What Is Checkpointing?

Checkpointing is a method of taking a snapshot of a running application and recording the values captured (memory content, register values, PIDs, etc.) on disk.

How Can It Help Me?

An application that crashes or is suspended can be restarted on the same machine, or migrated to another machine. Subsequently, if the system suspends a running job, this job can be migrated, started and run on a different machine.

When a guest runs a job on a machine owned by another user, that job is suspended once the owner runs a job of his/her own. The suspended process stops running, yet does not release all of the memory it uses. Checkpointing causes the suspended job to migrate to another machine, thus freeing all memory on the original machine and helping the guest save any time wasted waiting for the owner to complete his or her job.

Does It Work Under All Circumstances?

Checkpointing, which is performed with BLCR libraries, does have some limitations. See the following information taken from the BLCR FAQ:

  • BLCR does not support checkpointing of certain process resources. While the following list is not exhaustive, it lists the most significant issues we are aware of.
  • BLCR will not checkpoint and/or restore open sockets (TCP/IP, UNIX domain, etc.).
  • At restart time, any sockets will appear to have been closed.
  • BLCR will not checkpoint and/or restore open character or block devices (e.g. serial ports or raw partitions). At restart time, any devices will appear to have been closed.
  • BLCR does not handle SysV IPC objects (man7). Such resources are silently ignored at checkpoint time and are not restored.
  • If a checkpoint is taken of a process with any "zombie" children, these children will not be recreated at restart time. A "zombie" is defined as a process that has exited, but whose exit status has not yet been reaped by its parent (via wait() or a related function). This means that a wait() family call made after a restart will never return a status for such a child.

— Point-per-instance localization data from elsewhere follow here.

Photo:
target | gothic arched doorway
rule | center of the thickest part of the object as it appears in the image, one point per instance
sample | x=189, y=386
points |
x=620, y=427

When Are Job Checkpoints Taken?

Job checkpoints are taken once every 3 hours. Users can override this with a longer (but not a shorter) interval with the -k option.

What Applications Have Been Certified by the WEXAC Team for Checkpointing?

What Applications Have Been Certified by the WEXAC Team for Checkpointing?
Application/Checkpoint Method (all tested with LSF) BLCR - Sequential BLCR -
Parallel Intra-node
BLCR -
Parallel Inter-node
MATLAB serial and parallel Successful Failed N/A – requires MATLAB Parallel toolbox (which is not owned by the Weizmann Institute)
C serial and parallel1 Successful Code-dependent Code-dependent
Bowtie serial2 Successful N/A N/A
Java serial3 Compliance development effort required Compliance development effort required Compliance development effort required

1 For the BLCR parallel intra-node and inter-node checkpointing methods, code needs be BLCR-compliant, and developers are advised to avoid local disk usage
2 Bowtie applications are serial only
3 By default, data saved by Java is stored in /tmp on the local disk, and can therefore not be captured by a checkpoint. Developers are advised to modify application code so as to avoid local disk usage.

What About Other Applications That the WEXAC Team Hasn't Checked?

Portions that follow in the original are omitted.